Todos los no indios, con sus visados o pasaportes en mano, se mostraban educados y pagados de sí mismos. Así eran las cosas, ¿no? La buena fortuna se juntaba con la buena fortuna. Tenían más dinero, y puesto que tenían más dinero, recibirían más dinero. Les resultaba sencillo hacer cola, y lo hacían pacientemente, demostrando que ya no necesitaban pelear por las cosas; sus modales dejaban constancia de lo bien que cuidaban de ellos. Y qué ganas tenían de ir de compras: «Ir de compras ke liye jaenge, bhel puri khaenge… yo dólares kamaenge, pum pum pum.» «¡Sólo ocho rupias al sastre, sólo veintidós céntimos!», decían, convirtiéndolo todo triunfalmente a la moneda norteamericana; y mientras las compras se convertían a dólares, las propinas al servicio las calculaban en moneda local: «¿Quinientas rupias? ¿Está loco? Dale cien, con eso tiene de sobra.»

Una hermana de Calcuta acompañaba a una hermana de Chicago «sacando partido al valor de sus dóóólares, sacando partido al valor de sus dóóólares», descubriendo el primer germen de odio leproso y absorbente que con el tiempo pudriría irreversiblemente a las familias desde dentro.

Los pasaportes norteamericanos, británicos e indios eran todos azul marino, y los que no eran ciudadanos indios se aseguraban de mantener a la vista la cara adecuada del documento, para que los empleados de las líneas aéreas vieran el nombre del país y supieran a quién tratar con respeto.

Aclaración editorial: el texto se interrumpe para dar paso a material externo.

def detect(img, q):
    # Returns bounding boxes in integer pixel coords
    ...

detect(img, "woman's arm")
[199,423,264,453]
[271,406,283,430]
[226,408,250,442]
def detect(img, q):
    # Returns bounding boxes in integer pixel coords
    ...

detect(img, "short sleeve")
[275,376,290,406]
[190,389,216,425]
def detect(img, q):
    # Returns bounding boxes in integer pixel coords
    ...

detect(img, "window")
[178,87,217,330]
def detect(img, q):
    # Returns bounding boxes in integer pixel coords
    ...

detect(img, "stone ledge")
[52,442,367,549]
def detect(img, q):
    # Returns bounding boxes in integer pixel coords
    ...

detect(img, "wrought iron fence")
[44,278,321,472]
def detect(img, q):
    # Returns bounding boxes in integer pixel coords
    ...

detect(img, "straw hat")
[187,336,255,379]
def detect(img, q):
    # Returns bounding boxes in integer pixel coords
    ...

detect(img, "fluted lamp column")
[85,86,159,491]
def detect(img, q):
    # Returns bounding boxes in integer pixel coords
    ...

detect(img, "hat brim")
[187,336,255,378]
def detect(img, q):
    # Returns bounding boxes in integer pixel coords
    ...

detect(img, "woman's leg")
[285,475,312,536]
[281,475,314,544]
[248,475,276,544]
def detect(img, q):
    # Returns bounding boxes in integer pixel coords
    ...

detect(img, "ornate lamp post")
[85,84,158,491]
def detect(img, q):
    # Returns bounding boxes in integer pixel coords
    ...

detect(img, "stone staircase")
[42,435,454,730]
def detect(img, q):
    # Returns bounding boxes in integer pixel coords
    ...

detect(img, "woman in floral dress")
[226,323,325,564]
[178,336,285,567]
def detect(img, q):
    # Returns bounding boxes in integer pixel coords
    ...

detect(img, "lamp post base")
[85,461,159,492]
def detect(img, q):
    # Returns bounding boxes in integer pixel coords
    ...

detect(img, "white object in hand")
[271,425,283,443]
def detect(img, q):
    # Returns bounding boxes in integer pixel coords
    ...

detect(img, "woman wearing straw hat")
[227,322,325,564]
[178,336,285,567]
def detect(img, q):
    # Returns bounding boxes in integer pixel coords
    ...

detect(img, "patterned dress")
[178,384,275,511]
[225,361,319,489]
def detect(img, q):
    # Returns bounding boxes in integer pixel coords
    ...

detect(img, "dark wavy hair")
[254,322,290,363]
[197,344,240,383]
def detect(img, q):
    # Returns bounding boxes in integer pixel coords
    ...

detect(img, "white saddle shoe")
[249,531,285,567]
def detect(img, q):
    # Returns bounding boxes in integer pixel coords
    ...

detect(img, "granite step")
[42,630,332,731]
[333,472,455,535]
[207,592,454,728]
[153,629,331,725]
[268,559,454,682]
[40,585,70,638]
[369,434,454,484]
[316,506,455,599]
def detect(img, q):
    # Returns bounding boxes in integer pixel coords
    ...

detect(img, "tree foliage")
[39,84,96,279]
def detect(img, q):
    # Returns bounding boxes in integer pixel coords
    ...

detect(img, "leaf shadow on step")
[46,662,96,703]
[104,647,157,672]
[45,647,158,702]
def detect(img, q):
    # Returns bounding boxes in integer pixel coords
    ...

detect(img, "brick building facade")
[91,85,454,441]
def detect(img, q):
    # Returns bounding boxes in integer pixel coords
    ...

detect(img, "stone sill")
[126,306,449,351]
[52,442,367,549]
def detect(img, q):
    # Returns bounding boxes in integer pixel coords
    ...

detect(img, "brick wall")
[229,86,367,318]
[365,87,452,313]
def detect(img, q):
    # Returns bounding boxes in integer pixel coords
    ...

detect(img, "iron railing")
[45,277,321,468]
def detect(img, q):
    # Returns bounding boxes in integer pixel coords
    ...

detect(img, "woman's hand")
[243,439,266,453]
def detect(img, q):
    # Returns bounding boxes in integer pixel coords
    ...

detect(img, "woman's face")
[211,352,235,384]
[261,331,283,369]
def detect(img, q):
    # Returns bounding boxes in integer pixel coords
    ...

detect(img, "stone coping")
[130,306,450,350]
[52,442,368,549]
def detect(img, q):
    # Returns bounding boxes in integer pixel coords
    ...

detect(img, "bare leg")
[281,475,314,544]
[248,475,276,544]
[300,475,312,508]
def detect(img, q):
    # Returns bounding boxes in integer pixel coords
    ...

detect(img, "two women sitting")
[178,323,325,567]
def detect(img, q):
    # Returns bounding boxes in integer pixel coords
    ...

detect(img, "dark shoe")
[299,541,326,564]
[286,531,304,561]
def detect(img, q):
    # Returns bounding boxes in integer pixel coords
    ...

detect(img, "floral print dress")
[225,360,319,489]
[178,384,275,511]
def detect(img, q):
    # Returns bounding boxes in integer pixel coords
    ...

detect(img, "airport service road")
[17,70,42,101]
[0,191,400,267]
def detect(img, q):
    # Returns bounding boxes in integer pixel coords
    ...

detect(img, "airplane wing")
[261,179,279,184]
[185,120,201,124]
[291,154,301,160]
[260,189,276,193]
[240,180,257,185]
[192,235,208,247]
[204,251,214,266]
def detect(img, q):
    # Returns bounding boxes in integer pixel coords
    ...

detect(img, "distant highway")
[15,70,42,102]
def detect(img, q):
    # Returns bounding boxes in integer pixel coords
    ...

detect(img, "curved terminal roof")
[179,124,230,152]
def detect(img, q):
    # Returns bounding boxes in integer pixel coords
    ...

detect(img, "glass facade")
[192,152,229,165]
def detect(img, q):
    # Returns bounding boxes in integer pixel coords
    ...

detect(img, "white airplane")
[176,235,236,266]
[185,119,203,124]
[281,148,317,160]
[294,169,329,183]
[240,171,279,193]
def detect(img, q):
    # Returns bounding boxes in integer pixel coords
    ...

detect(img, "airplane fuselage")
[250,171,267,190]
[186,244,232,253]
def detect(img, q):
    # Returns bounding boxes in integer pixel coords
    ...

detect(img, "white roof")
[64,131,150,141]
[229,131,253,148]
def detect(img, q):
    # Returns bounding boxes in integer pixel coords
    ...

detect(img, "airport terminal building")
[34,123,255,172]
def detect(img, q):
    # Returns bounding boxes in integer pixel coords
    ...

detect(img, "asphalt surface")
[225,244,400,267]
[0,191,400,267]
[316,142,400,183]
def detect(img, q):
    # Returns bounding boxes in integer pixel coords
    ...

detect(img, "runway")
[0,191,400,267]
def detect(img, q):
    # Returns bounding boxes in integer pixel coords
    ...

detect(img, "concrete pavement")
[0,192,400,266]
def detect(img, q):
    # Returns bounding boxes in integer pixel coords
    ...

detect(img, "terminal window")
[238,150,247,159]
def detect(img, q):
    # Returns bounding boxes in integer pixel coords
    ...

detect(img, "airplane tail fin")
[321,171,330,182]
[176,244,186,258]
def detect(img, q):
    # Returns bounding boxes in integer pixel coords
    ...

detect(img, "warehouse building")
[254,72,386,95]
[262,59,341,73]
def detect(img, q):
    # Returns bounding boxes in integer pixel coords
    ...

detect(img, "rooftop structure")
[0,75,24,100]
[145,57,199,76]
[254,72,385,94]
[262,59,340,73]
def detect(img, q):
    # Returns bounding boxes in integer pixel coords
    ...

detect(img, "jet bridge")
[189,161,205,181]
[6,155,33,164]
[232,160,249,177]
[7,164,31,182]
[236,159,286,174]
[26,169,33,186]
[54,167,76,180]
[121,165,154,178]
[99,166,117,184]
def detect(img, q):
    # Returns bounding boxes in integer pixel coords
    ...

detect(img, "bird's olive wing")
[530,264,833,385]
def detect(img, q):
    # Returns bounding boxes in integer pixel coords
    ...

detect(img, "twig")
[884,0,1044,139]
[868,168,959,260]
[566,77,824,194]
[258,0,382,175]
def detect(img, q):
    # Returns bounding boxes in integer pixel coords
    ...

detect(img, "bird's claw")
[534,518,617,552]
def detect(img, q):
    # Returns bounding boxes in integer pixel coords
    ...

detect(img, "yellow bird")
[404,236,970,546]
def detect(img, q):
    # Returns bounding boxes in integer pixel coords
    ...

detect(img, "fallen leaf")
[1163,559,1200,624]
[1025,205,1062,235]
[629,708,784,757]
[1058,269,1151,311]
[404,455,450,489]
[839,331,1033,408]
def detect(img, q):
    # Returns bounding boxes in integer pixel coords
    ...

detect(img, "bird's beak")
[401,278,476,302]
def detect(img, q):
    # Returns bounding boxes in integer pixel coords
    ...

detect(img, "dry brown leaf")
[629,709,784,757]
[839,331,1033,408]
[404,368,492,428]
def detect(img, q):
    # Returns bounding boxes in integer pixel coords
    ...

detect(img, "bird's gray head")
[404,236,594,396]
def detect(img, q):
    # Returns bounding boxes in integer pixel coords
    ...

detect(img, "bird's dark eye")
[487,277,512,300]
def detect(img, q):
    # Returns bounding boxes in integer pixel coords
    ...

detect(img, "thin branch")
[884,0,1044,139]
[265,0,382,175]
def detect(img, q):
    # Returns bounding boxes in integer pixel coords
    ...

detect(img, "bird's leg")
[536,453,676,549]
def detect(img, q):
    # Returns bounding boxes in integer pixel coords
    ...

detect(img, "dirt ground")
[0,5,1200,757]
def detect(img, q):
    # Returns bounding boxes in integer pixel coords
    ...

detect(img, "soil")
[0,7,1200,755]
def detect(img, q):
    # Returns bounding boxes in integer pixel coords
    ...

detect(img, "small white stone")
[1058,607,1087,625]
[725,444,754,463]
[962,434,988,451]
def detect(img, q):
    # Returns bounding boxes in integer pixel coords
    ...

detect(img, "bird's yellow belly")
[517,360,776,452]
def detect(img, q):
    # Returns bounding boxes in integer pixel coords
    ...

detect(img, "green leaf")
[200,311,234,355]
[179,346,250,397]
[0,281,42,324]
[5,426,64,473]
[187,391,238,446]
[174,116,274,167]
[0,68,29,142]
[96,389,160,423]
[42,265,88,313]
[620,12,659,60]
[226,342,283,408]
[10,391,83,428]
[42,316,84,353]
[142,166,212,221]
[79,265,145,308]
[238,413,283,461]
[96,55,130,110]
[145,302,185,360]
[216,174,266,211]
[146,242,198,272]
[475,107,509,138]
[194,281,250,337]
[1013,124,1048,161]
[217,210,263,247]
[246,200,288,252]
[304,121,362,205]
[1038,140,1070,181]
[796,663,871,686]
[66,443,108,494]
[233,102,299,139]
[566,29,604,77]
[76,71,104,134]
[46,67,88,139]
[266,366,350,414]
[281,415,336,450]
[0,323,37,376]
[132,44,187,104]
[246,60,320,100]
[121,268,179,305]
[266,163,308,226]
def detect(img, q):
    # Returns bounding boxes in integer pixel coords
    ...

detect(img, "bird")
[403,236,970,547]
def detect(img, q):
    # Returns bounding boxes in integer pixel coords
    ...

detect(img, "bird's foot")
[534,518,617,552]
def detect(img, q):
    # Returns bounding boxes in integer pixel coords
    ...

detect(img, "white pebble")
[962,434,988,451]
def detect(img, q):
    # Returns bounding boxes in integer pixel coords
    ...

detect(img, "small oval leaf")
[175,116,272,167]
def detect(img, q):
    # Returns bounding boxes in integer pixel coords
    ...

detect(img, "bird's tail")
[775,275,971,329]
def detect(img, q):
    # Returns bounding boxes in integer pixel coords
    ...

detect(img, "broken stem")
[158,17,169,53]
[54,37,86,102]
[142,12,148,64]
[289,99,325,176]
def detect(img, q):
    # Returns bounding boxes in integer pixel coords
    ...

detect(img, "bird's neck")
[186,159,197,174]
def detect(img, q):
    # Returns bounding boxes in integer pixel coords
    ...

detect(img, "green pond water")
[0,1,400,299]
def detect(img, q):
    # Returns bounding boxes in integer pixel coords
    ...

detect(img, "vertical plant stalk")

Eso tenía una desventaja, no obstante, pues, aunque el personal de Air France podía tener otras instrucciones, en algún momento del proceso -inmigración, comprobación del equipaje, seguridad- cabía la posibilidad de encontrarse con un empleado resentido o nacionalista que ponía especial cuidado en torturarte lentamente con cualquier excusa. «Ah, la envidia, la envidia -se inoculaban de antemano para que no calase la menor crítica durante la visita-. Ah, qué envidia, qué envidia tienen de nuestros dóóólares.»